Frost menyatakan, konsekuensi dari disinformasi dan misinformasi sangat besar. “Mereka menimbulkan ancaman serius terhadap demokrasi, melemahkan ketahanan sosial dan meningkatkan stres, kecemasan, kebencian, dan ekstremisme," ujarnya.
Menurut Frost, perputaran informasi dapat dengan mudah mempengaruhi proses militer, politik, dan diplomatik serta pengambilan keputusan yang sebenarnya. Ancaman tersebut lebih dari sekedar disinformasi karena menyerang fondasi masyarakat demokratis dan kemampuan individu untuk melakukan debat yang rasional dan berdasarkan fakta.
Saat ini, mereka berupaya menyaring sejumlah besar informasi yang dinilai tidak benar yang beredar di jagat maya. Frost mengatakan, hingga saat ini organisasi itu telah mengumpulkan lebih dari 20 ribu laporan berita palsu di media sosial.
Penyaringan awal dilakukan oleh relawan berdedikasi yang mengidentifikasi dan meneruskan konten yang jelas-jelas melanggar pedoman komunitas platform media sosial. Laporan tersebut kemudian disempurnakan lebih lanjut oleh tim terpisah sebelum diserahkan langsung ke platform.
Frost mengatakan, penyebaran informasi yang cepat saat ini bertentangan dengan proses penting penyelidikan menyeluruh, verifikasi, dan penyampaian informasi yang dapat dipercaya kepada publik. Dia memberikan contoh dengan seorang jurnalis Israel membagikan video lama yang memperlihatkan sebuah roket tidak berfungsi di langit, sehingga menimbulkan tuduhan bahwa Israel berusaha menutupi tindakannya.

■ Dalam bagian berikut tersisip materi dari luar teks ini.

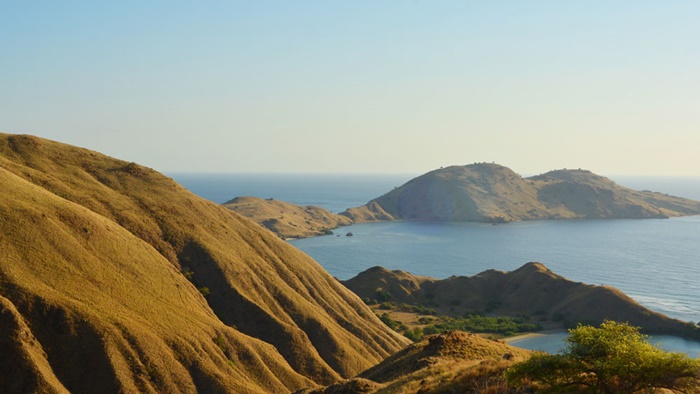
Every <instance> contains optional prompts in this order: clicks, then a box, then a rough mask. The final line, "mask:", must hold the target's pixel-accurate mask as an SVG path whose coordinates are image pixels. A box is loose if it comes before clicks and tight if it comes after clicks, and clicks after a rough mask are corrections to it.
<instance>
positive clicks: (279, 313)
mask: <svg viewBox="0 0 700 394" xmlns="http://www.w3.org/2000/svg"><path fill="white" fill-rule="evenodd" d="M0 251H1V253H0V308H2V309H1V310H0V334H1V335H0V338H2V339H0V341H2V349H3V352H2V355H0V365H1V366H2V368H3V371H6V372H4V373H3V374H0V391H2V392H17V391H19V392H67V391H69V392H118V391H124V392H240V393H265V392H288V391H293V390H296V389H298V388H301V387H308V386H309V385H311V386H313V385H316V384H327V383H330V382H333V381H335V380H337V379H340V378H342V377H350V376H354V375H355V374H357V373H359V372H360V371H362V370H365V369H367V368H369V367H371V366H372V365H375V364H376V363H377V362H379V361H381V360H382V359H384V358H385V357H386V356H388V355H390V354H392V353H394V352H395V351H397V350H398V349H400V348H401V347H403V346H405V345H406V344H407V343H408V341H407V340H406V339H405V338H402V337H400V336H398V335H397V334H395V333H394V332H393V331H391V330H389V329H388V328H387V327H385V326H384V325H383V323H381V322H380V321H379V320H378V319H377V318H376V317H375V316H374V314H373V313H372V312H371V311H370V310H369V309H368V308H367V307H366V306H365V305H364V304H363V303H362V302H361V301H360V300H359V298H358V297H357V296H355V295H354V294H352V293H351V292H350V291H348V290H347V289H346V288H344V287H343V286H342V285H340V284H339V283H338V282H337V281H336V280H335V279H334V278H332V277H331V276H330V275H328V274H327V273H326V272H325V271H324V270H323V269H322V268H321V267H320V266H319V265H318V264H317V263H316V262H314V261H313V260H312V259H311V258H309V257H308V256H306V255H305V254H303V253H302V252H300V251H298V250H296V249H295V248H293V247H291V246H289V245H288V244H287V243H285V242H284V241H282V240H280V239H279V238H278V237H276V236H274V235H273V234H271V233H270V232H268V231H266V230H264V229H262V228H260V227H259V226H257V225H256V224H254V223H253V222H251V221H249V220H248V219H245V218H243V217H241V216H240V215H237V214H235V213H233V212H231V211H230V210H228V209H226V208H224V207H222V206H219V205H217V204H214V203H212V202H209V201H206V200H204V199H201V198H199V197H197V196H195V195H193V194H191V193H190V192H188V191H187V190H186V189H184V188H183V187H181V186H180V185H178V184H176V183H175V182H174V181H172V180H171V179H169V178H167V177H165V176H163V175H161V174H159V173H157V172H155V171H153V170H151V169H148V168H145V167H142V166H140V165H137V164H134V163H127V162H124V161H121V160H118V159H114V158H110V157H107V156H104V155H101V154H99V153H96V152H93V151H89V150H86V149H81V148H77V147H72V146H69V145H65V144H60V143H57V142H53V141H48V140H44V139H40V138H36V137H32V136H24V135H7V134H0Z"/></svg>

Pada hari yang sama, halaman Facebook yang mengaku sebagai halaman resmi IDF menyombongkan diri dan mengaku bertanggung jawab atas ledakan tersebut, sehingga menyesatkan banyak orang.
“Sangat penting untuk menyadari bahwa platform media sosial memiliki kemampuan, baik dalam teknologi, sumber daya manusia, atau sumber daya keuangan untuk meminimalkan penyebaran disinformasi,” kata Frost.

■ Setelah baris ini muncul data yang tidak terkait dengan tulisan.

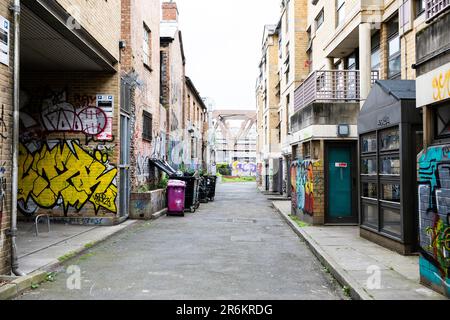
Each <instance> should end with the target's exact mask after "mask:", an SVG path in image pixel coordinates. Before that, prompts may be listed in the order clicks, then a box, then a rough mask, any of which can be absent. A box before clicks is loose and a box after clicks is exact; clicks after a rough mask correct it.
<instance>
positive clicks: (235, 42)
mask: <svg viewBox="0 0 450 320" xmlns="http://www.w3.org/2000/svg"><path fill="white" fill-rule="evenodd" d="M176 2H177V5H178V10H179V12H180V17H179V23H180V29H181V31H182V33H183V42H184V47H185V53H186V59H187V61H186V74H187V76H189V77H190V78H191V79H192V81H193V82H194V84H195V86H196V87H197V89H198V90H199V91H200V94H201V95H202V96H203V97H211V98H212V99H213V100H214V101H215V103H216V106H217V107H219V108H220V107H235V108H256V107H255V104H256V102H255V83H256V78H257V76H258V74H257V72H258V63H259V60H260V59H261V40H262V33H263V29H264V25H265V24H276V23H277V22H278V18H279V14H280V0H177V1H176Z"/></svg>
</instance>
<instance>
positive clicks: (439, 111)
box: [433, 105, 450, 139]
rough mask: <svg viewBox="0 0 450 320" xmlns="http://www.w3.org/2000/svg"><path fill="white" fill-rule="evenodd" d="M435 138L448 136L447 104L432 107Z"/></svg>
mask: <svg viewBox="0 0 450 320" xmlns="http://www.w3.org/2000/svg"><path fill="white" fill-rule="evenodd" d="M433 111H434V122H435V125H434V127H435V133H434V134H435V138H436V139H446V138H450V108H449V106H448V105H444V106H439V107H434V108H433Z"/></svg>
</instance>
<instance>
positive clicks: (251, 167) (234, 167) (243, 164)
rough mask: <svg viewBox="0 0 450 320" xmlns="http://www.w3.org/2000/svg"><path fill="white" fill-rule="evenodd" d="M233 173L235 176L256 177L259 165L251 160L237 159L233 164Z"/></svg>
mask: <svg viewBox="0 0 450 320" xmlns="http://www.w3.org/2000/svg"><path fill="white" fill-rule="evenodd" d="M231 169H232V175H233V176H235V177H254V176H256V170H257V165H256V163H251V162H239V161H235V162H233V163H232V165H231Z"/></svg>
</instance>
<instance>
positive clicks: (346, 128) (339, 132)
mask: <svg viewBox="0 0 450 320" xmlns="http://www.w3.org/2000/svg"><path fill="white" fill-rule="evenodd" d="M337 135H338V137H348V136H350V126H349V125H348V124H338V126H337Z"/></svg>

Tapi Frost menyatakan, banyak yang memilih untuk tidak menerapkan langkah-langkah tersebut dan kebijakan yang ada gagal meminimalkan misinformasi dan disinformasi secara efektif. “Khususnya, platform seperti X telah mengurangi tim kepercayaan dan keselamatan mereka yang sudah sangat kekurangan staf," ujarnya.
FakeReporter didirikan sekitar tiga tahun lalu dan dijalankan oleh Achiya Schatz. Sebelum perang, lembaga ini fokus membantu orang-orang yang menjadi sasaran pelecehan daring karena berani menentang korupsi pemerintah.
Sebelum FakeReporter, Schatz adalah juru bicara sebuah organisasi bernama Breaking the Silence. Organisasi ini menerbitkan kesaksian anonim tentara Israel yang mengklaim bahwa mereka menyaksikan pelanggaran etika selama bertugas di Tepi Barat dan Gaza.
"Anggap saja ini sebagai Iron Dome digital, yang melindungi kita semua dan menggagalkan siapa pun yang mencarinya untuk menyakiti kita," ujar Schatz menjelaskan tentang kehadiran Digital Dome dikutip dari calcalistech.